Tokyo's benchmark Nikkei 225 index ended the day 0.34 percent, or 65.01 points, higher at 19,467.40. It gained 1.72 percent over the week.

The Topix index of all first-section issues rose 0.27 percent, or 4.24 points, to end at 1,549.25. It tacked on 1.03 percent this week.

Next week, Japan's latest earnings season kicks into high gear, with Sony, Panasonic and Nintendo among the firms reporting.

The Bank of Japan's first meeting of 2017 and a slate of Japanese economic data, including factory output and household spending, will also be in focus.

Before the market opened Friday, official data showed Japan's core consumer prices, which exclude fresh food, dropped 0.3 percent in 2016, the first annual fall in four years.

The data underscored how Japan's long-running battle to conquer deflation is far from won.

Tokyo's share gains were reinforced by a pick-up in the dollar against the yen, which is a positive for Japan's exporters as it makes their products more competitive abroad and inflates repatriated profits.

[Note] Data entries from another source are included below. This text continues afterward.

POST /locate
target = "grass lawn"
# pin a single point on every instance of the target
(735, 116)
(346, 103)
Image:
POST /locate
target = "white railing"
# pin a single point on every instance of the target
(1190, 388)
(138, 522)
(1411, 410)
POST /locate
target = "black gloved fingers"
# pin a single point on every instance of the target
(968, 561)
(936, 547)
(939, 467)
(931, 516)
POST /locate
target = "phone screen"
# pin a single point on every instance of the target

The dollar climbed to 115.12 yen Friday from 114.56 yen in New York and well up from the 113.66 yen seen earlier Thursday in Tokyo.

Banking giant Mitsubishi UFJ's stock jumped 1.46 percent to 752.9 yen and rival Mizuho Financial Group climbed 1.73 percent to end the day at 216.6 yen.

Toshiba rose 0.54 percent to 259.9 yen, after the loss-hit firm said it was spinning off its chip business into a separate company as it reportedly looks to sell part of the division to raise funds.

Uniqlo parent Fast Retailing, a market heavyweight, rose 1.20 percent to 36,960 yen and tyre maker Bridgestone jumped 2.85 percent to 4,208 yen.

Energy explorer Inpex jumped 3.67 percent to 1,127 yen on higher oil prices.